Die Spezies aufrecht gehender Zweibeiner – homo sapiens – hatte sich die Erde untertan gemacht und war im Begriff, ihre Heimat hemmungslos auszubeuten. Als gäbe es jederzeit Ersatz für den Planeten, im Supermarkt um die Ecke oder sonst wo. Späteren Geschichtsschreibern blieb es vorbehalten, darin die Auswüchse einer Konsum- und Wegwerfgesellschaft zu sehen, die jeglichen Respekt vor der Natur verloren hatte.

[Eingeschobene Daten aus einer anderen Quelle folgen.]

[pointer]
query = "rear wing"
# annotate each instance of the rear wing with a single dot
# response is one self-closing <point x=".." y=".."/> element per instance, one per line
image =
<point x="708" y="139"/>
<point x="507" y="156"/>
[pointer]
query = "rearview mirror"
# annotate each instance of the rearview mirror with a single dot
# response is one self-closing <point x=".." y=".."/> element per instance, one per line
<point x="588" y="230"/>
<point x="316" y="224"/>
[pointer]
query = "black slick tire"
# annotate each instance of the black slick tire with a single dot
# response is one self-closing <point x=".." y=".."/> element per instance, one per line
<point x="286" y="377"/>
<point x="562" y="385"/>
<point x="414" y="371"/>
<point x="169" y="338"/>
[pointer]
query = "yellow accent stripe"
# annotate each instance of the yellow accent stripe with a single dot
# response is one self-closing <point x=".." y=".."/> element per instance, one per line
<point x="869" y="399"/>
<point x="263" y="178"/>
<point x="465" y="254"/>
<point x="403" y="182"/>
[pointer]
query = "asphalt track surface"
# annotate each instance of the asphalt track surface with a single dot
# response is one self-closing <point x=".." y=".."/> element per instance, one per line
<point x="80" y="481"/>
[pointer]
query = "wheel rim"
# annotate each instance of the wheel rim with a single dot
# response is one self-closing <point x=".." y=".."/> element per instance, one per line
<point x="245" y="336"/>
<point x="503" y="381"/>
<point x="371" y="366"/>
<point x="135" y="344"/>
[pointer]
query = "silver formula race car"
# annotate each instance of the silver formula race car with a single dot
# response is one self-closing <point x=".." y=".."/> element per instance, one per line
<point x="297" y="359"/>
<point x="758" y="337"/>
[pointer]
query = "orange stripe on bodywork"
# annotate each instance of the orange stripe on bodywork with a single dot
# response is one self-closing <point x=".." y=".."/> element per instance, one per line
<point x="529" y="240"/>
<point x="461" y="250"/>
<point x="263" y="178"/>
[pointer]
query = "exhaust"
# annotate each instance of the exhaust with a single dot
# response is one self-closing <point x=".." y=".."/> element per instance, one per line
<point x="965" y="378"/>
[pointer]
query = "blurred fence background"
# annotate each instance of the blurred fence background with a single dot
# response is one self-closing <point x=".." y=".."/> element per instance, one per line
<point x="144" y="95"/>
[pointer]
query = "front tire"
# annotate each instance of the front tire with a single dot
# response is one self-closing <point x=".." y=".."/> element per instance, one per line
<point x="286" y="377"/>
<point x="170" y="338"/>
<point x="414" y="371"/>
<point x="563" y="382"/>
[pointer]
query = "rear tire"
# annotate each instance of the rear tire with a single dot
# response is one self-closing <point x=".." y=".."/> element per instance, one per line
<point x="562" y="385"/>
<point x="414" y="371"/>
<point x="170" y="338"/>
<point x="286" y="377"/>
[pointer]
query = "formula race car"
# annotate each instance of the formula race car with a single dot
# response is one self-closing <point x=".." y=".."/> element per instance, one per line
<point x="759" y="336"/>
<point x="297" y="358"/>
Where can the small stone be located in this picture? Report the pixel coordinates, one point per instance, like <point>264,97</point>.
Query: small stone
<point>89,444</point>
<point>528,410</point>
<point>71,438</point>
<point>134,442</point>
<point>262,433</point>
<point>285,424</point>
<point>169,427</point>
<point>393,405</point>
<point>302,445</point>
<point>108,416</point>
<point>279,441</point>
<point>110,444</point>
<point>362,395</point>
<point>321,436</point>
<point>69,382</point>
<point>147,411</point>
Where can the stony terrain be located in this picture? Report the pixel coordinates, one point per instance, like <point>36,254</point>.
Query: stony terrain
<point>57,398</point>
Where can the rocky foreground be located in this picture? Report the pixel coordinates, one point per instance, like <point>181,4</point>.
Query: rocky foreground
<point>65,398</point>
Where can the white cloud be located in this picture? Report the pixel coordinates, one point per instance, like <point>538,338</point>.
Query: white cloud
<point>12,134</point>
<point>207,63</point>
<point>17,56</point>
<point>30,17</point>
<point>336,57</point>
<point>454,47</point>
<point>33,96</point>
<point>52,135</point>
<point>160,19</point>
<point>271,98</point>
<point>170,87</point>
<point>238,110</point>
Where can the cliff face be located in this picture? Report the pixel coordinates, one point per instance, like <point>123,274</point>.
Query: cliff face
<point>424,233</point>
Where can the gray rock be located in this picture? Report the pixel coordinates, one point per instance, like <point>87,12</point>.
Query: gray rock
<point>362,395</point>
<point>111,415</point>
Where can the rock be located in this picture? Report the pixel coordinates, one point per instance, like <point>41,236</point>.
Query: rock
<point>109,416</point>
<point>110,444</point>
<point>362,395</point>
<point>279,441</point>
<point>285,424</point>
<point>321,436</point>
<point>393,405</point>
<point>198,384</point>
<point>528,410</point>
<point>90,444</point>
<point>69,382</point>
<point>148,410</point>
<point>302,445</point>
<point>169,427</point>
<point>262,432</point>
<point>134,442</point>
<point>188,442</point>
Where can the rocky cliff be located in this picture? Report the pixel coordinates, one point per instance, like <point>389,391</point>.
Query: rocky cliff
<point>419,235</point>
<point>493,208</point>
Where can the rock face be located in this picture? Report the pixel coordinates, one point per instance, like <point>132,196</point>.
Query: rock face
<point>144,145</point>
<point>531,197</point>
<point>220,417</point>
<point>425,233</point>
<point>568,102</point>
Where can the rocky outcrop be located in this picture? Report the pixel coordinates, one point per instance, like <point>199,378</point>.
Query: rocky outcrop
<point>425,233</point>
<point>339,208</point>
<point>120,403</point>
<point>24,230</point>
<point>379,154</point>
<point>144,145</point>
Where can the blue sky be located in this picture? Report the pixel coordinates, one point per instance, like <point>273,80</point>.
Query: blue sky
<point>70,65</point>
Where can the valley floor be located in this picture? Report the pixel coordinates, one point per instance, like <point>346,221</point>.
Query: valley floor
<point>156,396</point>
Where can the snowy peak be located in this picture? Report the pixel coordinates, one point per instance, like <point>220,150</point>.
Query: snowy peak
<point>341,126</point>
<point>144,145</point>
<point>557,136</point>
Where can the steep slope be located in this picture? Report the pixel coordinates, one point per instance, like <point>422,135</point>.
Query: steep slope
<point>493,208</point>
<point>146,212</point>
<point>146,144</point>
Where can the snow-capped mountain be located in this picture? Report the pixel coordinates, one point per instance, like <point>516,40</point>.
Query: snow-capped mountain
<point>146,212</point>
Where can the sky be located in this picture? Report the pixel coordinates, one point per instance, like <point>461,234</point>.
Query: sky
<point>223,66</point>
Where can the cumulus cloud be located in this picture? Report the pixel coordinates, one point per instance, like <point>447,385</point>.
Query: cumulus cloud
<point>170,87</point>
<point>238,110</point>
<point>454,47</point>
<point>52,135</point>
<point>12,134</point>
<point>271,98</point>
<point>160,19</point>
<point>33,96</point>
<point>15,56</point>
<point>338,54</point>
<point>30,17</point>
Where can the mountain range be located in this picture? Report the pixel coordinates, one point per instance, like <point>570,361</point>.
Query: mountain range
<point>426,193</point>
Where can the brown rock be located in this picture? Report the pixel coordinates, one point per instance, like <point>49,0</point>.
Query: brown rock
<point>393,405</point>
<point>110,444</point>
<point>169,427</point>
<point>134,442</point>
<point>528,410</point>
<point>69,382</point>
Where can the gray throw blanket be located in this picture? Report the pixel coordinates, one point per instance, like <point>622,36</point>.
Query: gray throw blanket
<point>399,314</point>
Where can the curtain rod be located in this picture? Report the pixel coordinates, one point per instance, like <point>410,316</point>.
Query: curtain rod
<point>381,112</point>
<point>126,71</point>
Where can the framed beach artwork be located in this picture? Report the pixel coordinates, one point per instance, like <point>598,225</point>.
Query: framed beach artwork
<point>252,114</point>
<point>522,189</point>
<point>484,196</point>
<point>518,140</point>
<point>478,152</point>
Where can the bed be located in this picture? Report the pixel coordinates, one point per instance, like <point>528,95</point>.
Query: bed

Andererseits gab es Menschen, die in klaren Nächten zu dem Myriadenheer funkelnder Sterne aufschauten und ihre Blicke forschend über das zernarbte Antlitz des Erdtrabanten wandern ließen. Sie empfanden Abenteuerlust und die Verlockung der unvorstellbaren Weite ebenso intensiv wie jenes prickelnde Gefühl, das sie Romantik nannten. Diese Menschen schickten sich an, erstmals einen anderen Himmelskörper zu betreten – ein Vorhaben wie keines zuvor in der Geschichte, weder vergleichbar dem sagenumwobenen Turmbau zu Babel noch der entbehrungsreichen Seefahrt eines Christoph Kolumbus, der Indien gesucht, aber Amerika gefunden hatte.

Was erwartete die Astronauten, die als erste ihren Fuß auf die staubbedeckte Oberfläche des Erdtrabanten setzten? Ein neues Land, vor allem jedoch lebensfeindliche Ödnis und Leere, eigentlich nichts, was die vorangegangenen Mühen und Strapazen wirklich lohnte. Oder keimte da ein Stückchen Hoffnung auf mehr – auf kleine grüne Männchen vielleicht oder auf Kälber mit zwei Köpfen, die im Schatten der Mondkrater ein luftloses Dasein fristeten?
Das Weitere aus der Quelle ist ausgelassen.